Saturday, October 12, 2002


Let us begin with The Swedish Chemist Shop Joke:

A man walks into a chemist shop in Stockholm, goes up to the assistant and asks, “Good morning, I wish to buy some deodorant”
“Ball or aerosol?”
“Neither. I want it for my armpits.”

Achtung! Flammenwerfer!
Achtung! Flammenwerfer!

The street where we lived always seemed to be in a state of flux. Some of the houses were owned by British Airways, and they rented them out to staff to keep them local. Most of the time, however, there were always a few left empty, and this gave us the chance to do what thirteen year old kids loved to do: doss around on someone else’s property.

We were a bit of a terrible foursome. Me, my bruv, neighbours John and Matt. We’d all been told by our parents to a) stay away from those empty houses. They belong to somebody and they’ll be cross; and b) never play with fire. Slready this tale has an air of inevitability to it.

Matt’s garage was a bit of a treasure trove. He’d been the last to move into the estate, and his parents had filled the garage with boxes of stuff from their previous place in London. Matt’s dad was a do-it-yourself freak years before it became fashionable to knock your house about until it screamed for mercy, and one of these boxes was filled with aerosol cans of paint stripper and all kinds of dodgy chemicals with great big red warning signs on the side. Naturally, we’d got to them before he did.

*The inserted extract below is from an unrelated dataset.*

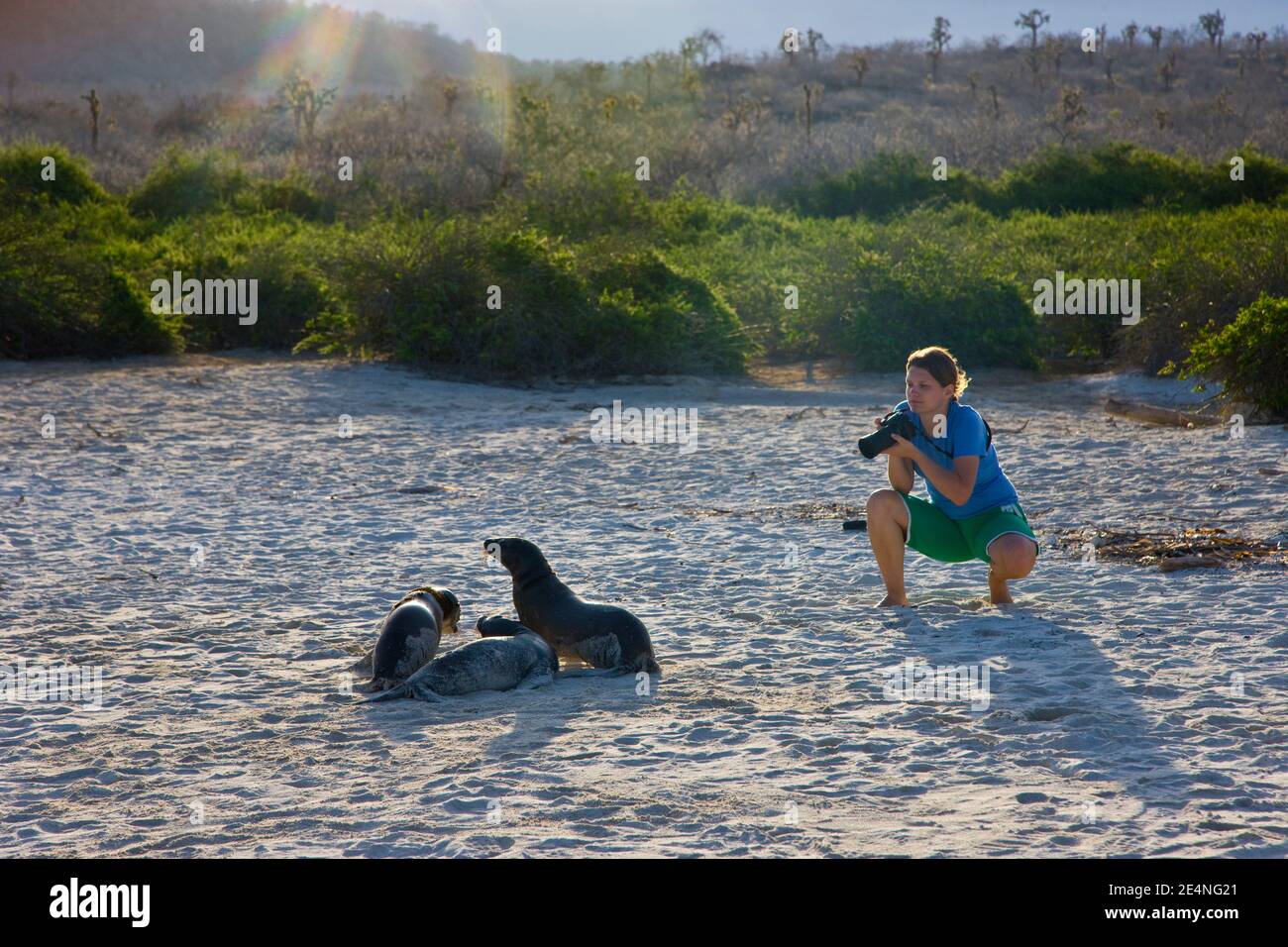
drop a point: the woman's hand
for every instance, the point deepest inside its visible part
(902, 447)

One of us had seen a James Bond film where Sean Connery kills a deadly snake with a blast from an aerosol can sprayed over a lit cigar. It produced a flame several feet long and looked dead cool. We had the goods. We had to try it.

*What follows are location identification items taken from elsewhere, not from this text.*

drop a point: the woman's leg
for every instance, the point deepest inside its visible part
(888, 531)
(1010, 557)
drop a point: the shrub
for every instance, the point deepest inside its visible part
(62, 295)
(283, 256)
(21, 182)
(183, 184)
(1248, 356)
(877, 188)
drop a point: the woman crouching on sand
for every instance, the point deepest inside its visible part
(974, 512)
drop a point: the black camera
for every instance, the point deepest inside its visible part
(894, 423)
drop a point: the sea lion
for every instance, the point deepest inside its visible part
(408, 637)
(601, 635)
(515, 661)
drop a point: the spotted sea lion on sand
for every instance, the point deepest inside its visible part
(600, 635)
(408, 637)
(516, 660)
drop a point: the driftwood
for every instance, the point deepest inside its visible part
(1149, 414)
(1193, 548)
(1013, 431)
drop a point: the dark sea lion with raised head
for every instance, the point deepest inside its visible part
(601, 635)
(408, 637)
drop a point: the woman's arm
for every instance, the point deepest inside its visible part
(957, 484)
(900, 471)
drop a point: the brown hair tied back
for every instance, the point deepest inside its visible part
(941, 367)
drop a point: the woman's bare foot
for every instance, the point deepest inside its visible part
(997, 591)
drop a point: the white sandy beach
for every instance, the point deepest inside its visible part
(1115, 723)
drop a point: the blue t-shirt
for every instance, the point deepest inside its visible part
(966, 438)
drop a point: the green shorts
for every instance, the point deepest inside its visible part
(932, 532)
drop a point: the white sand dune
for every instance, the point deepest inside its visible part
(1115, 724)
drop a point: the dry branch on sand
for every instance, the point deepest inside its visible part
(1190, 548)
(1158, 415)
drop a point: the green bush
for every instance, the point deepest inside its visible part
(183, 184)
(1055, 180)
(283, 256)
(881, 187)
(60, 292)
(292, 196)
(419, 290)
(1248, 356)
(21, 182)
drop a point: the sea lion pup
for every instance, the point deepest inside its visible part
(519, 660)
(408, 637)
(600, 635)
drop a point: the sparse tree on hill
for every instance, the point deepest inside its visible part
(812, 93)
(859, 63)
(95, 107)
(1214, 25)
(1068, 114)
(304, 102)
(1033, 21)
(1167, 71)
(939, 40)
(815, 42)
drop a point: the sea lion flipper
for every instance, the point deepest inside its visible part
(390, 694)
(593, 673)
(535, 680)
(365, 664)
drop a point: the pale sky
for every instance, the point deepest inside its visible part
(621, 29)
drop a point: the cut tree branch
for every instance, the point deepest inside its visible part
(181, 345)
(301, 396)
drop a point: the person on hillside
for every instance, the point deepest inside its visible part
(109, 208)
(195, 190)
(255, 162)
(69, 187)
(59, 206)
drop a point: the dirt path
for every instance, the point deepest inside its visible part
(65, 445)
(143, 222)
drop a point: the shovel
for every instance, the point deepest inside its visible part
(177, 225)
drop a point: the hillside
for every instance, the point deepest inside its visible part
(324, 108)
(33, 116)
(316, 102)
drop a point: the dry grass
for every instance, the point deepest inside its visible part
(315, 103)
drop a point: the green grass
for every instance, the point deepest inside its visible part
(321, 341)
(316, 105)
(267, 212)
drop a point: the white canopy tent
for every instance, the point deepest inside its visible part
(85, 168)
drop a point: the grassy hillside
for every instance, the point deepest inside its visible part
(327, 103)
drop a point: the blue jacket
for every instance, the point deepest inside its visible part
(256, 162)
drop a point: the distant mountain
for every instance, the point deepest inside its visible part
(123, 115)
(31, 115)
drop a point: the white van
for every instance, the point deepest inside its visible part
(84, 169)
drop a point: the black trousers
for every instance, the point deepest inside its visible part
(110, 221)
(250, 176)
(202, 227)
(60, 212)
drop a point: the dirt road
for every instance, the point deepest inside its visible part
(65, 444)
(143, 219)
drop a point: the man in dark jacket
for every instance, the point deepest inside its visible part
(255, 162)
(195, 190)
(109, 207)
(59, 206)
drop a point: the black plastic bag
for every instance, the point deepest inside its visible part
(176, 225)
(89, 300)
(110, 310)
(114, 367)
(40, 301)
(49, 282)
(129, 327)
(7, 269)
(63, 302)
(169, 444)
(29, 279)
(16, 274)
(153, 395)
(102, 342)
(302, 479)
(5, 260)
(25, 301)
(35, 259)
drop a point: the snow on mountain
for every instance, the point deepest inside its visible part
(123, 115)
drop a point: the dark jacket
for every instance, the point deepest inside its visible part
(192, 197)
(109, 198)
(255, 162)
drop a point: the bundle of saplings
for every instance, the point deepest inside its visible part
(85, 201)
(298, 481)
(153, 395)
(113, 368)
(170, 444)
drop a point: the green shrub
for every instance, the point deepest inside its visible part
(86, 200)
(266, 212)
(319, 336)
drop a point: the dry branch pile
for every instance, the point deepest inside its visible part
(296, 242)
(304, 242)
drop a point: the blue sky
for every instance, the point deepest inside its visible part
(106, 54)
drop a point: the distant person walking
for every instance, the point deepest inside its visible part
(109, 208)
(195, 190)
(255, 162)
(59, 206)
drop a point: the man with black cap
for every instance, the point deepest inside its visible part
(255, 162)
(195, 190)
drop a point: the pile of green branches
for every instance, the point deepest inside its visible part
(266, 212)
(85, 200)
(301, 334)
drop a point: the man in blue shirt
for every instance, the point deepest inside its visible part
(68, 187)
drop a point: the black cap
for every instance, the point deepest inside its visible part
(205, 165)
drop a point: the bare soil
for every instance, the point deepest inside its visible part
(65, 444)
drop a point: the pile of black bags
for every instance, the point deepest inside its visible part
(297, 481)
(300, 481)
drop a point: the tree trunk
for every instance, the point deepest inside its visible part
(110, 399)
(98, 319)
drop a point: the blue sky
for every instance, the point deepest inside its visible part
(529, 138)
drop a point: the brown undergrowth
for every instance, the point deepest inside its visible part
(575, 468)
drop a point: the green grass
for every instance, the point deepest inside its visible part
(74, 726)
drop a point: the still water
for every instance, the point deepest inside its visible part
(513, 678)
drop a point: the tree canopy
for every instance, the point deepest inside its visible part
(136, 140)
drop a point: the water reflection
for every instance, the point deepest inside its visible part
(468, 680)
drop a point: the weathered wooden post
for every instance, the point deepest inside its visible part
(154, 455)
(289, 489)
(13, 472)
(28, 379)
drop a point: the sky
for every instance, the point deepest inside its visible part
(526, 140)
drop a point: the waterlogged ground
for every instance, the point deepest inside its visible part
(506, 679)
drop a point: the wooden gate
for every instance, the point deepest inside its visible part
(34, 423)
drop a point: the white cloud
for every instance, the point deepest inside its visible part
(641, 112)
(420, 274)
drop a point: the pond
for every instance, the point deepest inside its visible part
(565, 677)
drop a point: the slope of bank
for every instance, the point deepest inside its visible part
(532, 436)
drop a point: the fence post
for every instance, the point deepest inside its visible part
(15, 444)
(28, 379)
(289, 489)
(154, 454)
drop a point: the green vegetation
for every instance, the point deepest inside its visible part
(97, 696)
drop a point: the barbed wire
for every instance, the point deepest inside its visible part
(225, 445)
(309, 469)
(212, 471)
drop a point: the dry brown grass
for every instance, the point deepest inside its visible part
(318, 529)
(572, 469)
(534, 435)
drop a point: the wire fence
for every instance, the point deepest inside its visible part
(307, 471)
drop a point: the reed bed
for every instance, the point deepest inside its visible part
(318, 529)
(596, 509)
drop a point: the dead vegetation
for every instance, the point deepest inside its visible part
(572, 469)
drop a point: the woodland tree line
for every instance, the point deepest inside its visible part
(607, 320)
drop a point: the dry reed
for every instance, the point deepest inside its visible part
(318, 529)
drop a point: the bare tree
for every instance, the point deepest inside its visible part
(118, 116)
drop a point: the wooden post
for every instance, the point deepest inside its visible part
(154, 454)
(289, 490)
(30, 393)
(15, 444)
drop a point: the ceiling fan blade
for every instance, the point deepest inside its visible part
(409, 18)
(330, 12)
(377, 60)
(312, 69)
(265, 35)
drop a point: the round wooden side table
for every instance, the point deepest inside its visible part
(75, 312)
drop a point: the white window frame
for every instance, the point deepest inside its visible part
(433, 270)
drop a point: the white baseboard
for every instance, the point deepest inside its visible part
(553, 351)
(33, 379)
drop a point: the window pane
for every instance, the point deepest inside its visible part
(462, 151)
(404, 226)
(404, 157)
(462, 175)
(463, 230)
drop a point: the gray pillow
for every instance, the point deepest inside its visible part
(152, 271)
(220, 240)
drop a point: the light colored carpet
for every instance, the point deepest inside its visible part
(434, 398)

The garden at number twenty-seven was ideal. It was a corner plot in a dead end, so none of the other houses overlooked it. And it had been empty for months. We didn’t have cigars, but we had a cigarette lighter “liberated” from an ashtray at the village hall. But first things first - it was dark and getting cold, so we lit a nice big bonfire from scrap wood and warmed our bones.

Then it was time. Matt flipped the lighter on, and John hit the button on the first can.There was a loud “PHWOOOOOUM!” and a sheet of flame shot out a good five feet, singing Matt’s hair and eyebrows. Wow. We all had a go, and with expert manipulation of the flame and using a roled up nerwspaper instead of the fag lighter, we found we could have four flames on the go at once.

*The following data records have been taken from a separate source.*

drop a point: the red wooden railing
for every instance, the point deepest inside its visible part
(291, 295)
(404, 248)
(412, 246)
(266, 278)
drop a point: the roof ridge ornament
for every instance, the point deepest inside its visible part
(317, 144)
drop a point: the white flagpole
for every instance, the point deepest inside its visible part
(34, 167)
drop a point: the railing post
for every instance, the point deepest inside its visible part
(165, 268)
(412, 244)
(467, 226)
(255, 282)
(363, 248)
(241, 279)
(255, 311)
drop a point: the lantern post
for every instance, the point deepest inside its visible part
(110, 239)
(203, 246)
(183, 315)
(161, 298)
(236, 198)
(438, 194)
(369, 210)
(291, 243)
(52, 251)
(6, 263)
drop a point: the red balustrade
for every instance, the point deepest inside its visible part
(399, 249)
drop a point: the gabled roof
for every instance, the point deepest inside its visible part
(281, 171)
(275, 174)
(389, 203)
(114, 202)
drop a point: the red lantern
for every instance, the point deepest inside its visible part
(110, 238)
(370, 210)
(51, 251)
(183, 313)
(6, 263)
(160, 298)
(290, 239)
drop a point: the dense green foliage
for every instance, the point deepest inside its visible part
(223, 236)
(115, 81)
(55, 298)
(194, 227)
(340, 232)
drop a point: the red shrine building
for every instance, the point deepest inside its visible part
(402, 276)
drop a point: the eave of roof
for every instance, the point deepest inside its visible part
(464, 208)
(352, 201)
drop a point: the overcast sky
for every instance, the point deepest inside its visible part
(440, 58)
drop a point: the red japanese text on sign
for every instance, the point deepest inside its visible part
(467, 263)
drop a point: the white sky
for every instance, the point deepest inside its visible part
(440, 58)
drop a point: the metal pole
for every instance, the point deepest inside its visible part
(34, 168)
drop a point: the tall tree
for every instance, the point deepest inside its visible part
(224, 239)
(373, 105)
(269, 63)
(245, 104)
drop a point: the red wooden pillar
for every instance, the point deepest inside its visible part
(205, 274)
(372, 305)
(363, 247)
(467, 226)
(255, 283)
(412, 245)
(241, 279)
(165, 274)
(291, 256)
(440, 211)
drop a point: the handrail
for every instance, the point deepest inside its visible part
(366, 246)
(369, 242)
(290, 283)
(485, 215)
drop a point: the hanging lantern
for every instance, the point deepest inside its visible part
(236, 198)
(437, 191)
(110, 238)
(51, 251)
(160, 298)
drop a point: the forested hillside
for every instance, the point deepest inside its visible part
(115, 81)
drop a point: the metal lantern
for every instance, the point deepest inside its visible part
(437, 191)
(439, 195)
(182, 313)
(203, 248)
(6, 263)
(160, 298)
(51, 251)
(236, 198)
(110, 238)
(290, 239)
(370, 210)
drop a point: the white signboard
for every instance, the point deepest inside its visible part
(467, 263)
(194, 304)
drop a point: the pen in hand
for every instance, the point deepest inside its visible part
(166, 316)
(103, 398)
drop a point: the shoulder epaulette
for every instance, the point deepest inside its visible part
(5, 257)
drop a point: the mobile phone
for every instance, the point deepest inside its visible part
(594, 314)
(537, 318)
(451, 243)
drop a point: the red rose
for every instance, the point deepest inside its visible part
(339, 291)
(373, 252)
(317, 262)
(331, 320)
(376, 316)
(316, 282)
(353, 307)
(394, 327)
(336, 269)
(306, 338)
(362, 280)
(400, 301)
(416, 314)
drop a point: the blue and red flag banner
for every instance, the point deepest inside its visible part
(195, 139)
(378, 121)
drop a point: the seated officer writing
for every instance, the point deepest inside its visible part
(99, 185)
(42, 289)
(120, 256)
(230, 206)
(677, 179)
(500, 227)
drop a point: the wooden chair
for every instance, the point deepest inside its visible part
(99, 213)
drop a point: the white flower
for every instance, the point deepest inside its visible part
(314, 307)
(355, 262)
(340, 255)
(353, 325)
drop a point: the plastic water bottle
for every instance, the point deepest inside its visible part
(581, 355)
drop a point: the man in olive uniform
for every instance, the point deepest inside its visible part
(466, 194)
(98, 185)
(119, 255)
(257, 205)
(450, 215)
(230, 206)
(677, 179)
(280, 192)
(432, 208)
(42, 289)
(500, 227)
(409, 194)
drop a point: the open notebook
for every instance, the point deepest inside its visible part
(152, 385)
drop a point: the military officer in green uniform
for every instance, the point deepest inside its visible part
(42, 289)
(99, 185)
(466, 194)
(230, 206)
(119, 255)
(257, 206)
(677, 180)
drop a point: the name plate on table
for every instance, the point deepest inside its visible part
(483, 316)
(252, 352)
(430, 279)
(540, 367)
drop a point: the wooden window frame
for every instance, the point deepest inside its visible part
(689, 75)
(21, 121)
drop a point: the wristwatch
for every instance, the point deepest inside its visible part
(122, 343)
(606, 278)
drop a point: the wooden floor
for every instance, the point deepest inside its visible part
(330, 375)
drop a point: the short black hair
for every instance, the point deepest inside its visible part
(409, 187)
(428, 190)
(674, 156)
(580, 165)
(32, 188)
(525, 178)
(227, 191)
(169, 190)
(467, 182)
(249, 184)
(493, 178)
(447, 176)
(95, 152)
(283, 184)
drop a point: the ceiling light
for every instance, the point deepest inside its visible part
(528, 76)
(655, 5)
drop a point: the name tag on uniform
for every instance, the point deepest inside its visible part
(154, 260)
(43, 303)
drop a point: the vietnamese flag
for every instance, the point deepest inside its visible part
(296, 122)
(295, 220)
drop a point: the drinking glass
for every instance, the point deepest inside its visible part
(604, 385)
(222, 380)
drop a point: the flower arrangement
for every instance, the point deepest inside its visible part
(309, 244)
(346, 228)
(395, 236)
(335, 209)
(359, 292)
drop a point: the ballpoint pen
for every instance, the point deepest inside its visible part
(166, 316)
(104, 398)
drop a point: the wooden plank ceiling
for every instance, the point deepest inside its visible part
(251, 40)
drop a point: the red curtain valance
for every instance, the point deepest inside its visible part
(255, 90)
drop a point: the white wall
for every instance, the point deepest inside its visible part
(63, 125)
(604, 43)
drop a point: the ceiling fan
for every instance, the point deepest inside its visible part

It wasn’t before the first cries of “Achtung Flammenwerfer English Pig Dog!” were heard and attempts were made to set fire to each others arses. Thankfully, noone was turned into a human torch, more by luck than judgement.

Equally impressive was finding that one of the tins contained some kind of foam. We could spray a message on the wall and set fire to it before it evaporated. Three of us were rolling on the ground in hysterics, watching through tears of laughter as Matt set fire to the word “FUCK” in six foot high letters.

By this time, we were getting through aerosol cans at an alarming rate, and our stash of a dozen cans of highly flammable paint stripper was running out fast. What I didn’t know was then as each one ran out, Matt was chucking them onto the roaring bonfire to be devoured by the flames.

The label on each and every one of these cans reads: “WARNING! Pressurised contents. Do not puncture or burn, even when empty”. And we were about to find out why.

BOOOOOOMPH!!!!!!!! The first can exploded in a ball of flame and shot out of the fire like a rocket, missing my head by inches and clattering onto the nearby garage roof.

BLAM! WOOOMPH!!!! BOOOOOOMPHA!!!! One by one the cans went off, and we were literally running for our lives. Smouldering metal and plastic was raining down around us as we hit the street, meeting our neighbours running the other way to find out what the bloody hell was going on. The two elderly lesbians at number forty were convinced it was the Blitz all over again, while the ex-copper three doors down from me was convinced it was the IRA.

Our parents, however, knew the long-and-the-short of it, as we were betrayed by our guilty faces and the unused aerosols still in our hands. My dad dragged us home with the classic “small boy side-hair tweak” (extremely painful), and once again we were sent to our rooms, grounded and banned from doing anything exciting or interesting, ever.

Two weeks later, buoyed with the joys of throwing dangerous things onto bonfires, we threw a half-full five litre oil can onto a raging conflagration on some local wasteground and didn’t hang around for the end result. That one made the local paper.